When you set out to migrate VMs to GKE Kubernetes, the hard part is almost never the Kubernetes. The hard part is the sentence you hear on day one: "It works. Don't touch it."
That was the philosophy on this team. Multiple production services, each running on its own virtual machine. Every one a snowflake — hand-configured, patched live, impossible to reproduce. If it ran, you left it alone. So I asked one question in a standup: what happens when one of these VMs dies on a holiday and nobody remembers how it was set up? Silence. That silence was the whole project.
"It works" is not a resilience strategy
Let me describe what "it works" actually looked like. Deploying meant SSH into the box, pull the latest code, restart the process, cross your fingers. A full deployment cycle took hours. There was no horizontal scaling — just over-provisioned VMs burning money around the clock so they could survive a traffic spike that might come twice a year. And when a machine died, we rebuilt it from scratch, from someone's half-remembered notes about how it was configured months ago.
None of that shows up on an uptime dashboard. That's the trap. Snowflake VMs are single points of failure hiding behind good statistics, and nobody wants to hear that — especially not from the new person. The real resistance was never technical. It was about change, and about admitting the current setup was fragile.
Step one was not Kubernetes. It was containers.
Here's the mistake people make: they treat "migrate to GKE" as the first step. It isn't. If you can't reproduce a service on your laptop, a cluster won't save you — it'll just spread the chaos across more nodes.
So step one was containerization, and it had nothing to do with Kubernetes yet:
- Multi-stage Dockerfiles so the build environment never leaks into the runtime image.
- Minimal base images — smaller attack surface, faster pulls, fewer surprises.
- Every image versioned and stored in Google Artifact Registry, so any deploy is traceable to an exact artifact.
- Environment parity across dev, staging and prod. That was the entire point — a container is a contract that says this application runs the same everywhere.
The stateful services fought us hardest, as they always do. Anything that assumed a permanent local disk and a machine that never moved had to be rethought. That work was slow and unglamorous, and it was also where most of the real value lived.
GKE architecture: not deploy-and-hope
Only once the foundation was solid did GKE come in.

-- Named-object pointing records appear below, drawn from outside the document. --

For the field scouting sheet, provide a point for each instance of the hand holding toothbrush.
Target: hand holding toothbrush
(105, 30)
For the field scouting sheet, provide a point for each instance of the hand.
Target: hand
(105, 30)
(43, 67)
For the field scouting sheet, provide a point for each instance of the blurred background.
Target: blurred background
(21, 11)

And a real cluster looks nothing like the tutorial one:
- Node pools segmented by workload type — compute-heavy services separated from I/O-bound ones, so they stop competing for the same resources.

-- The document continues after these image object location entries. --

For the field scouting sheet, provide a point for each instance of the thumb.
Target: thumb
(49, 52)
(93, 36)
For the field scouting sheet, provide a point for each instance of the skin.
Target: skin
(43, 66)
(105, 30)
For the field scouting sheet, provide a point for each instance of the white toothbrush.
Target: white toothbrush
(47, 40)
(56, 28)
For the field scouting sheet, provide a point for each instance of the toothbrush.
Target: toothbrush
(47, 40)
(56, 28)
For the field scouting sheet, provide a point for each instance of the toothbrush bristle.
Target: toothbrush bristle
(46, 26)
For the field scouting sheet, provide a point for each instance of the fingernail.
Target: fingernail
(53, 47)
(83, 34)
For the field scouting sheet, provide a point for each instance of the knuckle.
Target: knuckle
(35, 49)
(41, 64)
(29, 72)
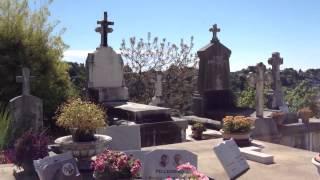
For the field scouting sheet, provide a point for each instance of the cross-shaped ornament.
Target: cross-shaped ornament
(104, 29)
(25, 80)
(214, 31)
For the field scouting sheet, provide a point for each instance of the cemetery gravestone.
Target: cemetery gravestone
(232, 160)
(258, 80)
(105, 69)
(277, 98)
(160, 163)
(26, 110)
(213, 77)
(58, 167)
(123, 137)
(156, 100)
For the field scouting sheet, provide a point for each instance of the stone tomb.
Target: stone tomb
(26, 110)
(105, 69)
(233, 162)
(57, 167)
(156, 125)
(214, 98)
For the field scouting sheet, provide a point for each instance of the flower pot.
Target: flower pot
(317, 164)
(305, 120)
(197, 135)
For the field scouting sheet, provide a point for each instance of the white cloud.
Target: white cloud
(78, 56)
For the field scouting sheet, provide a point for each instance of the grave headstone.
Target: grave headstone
(105, 69)
(258, 80)
(213, 77)
(233, 162)
(156, 99)
(58, 167)
(162, 163)
(123, 137)
(277, 98)
(26, 110)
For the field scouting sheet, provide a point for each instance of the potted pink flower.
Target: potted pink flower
(114, 165)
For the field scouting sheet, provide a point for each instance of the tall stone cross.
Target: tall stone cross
(258, 80)
(214, 31)
(104, 29)
(277, 98)
(25, 80)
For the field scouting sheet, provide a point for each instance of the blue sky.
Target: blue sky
(252, 29)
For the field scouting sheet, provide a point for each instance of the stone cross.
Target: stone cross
(25, 80)
(258, 80)
(104, 30)
(214, 31)
(277, 98)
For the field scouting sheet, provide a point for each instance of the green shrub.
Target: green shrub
(4, 126)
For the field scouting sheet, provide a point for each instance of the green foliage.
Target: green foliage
(26, 39)
(247, 98)
(301, 96)
(145, 58)
(5, 120)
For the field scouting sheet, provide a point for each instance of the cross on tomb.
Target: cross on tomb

- Horizontal pod autoscaling on real application metrics, not just CPU. CPU is a lazy proxy; queue depth and request latency are what actually tell you to scale.
- Network policies for service-to-service isolation, so a compromised pod can't talk to everything.
- Sensible resource requests and limits, so one noisy service can't starve the rest.
What actually changed
- Deployment time went from hours to minutes.
- Infrastructure cost got right-sized by autoscaling instead of paying for peak load 24/7.
- Zero snowflake servers. Every service is now reproducible from a Dockerfile and a Helm chart.
- When a node dies, Kubernetes reschedules the pods. The 3 AM panic calls and the rebuild-from-memory rituals are gone.
Kubernetes was never the goal
This is the part I keep coming back to. Kubernetes is not cool technology you adopt to sound modern. Containers aren't cool either. A container is a contract — this app will behave the same on my laptop, in staging, and in production. GKE is just the thing that keeps that contract honest at scale and reschedules the work when hardware fails. The goal was never Kubernetes. The goal was running software reliably, without heroics.
The best part? The team that fought the migration hardest now runs the kubectl trainings for new hires. The people most attached to "don't touch it" became the loudest advocates once they felt what self-healing infrastructure does to their on-call weeks. I couldn't make that up if I tried.
What was the migration your team resisted most — and did they come around?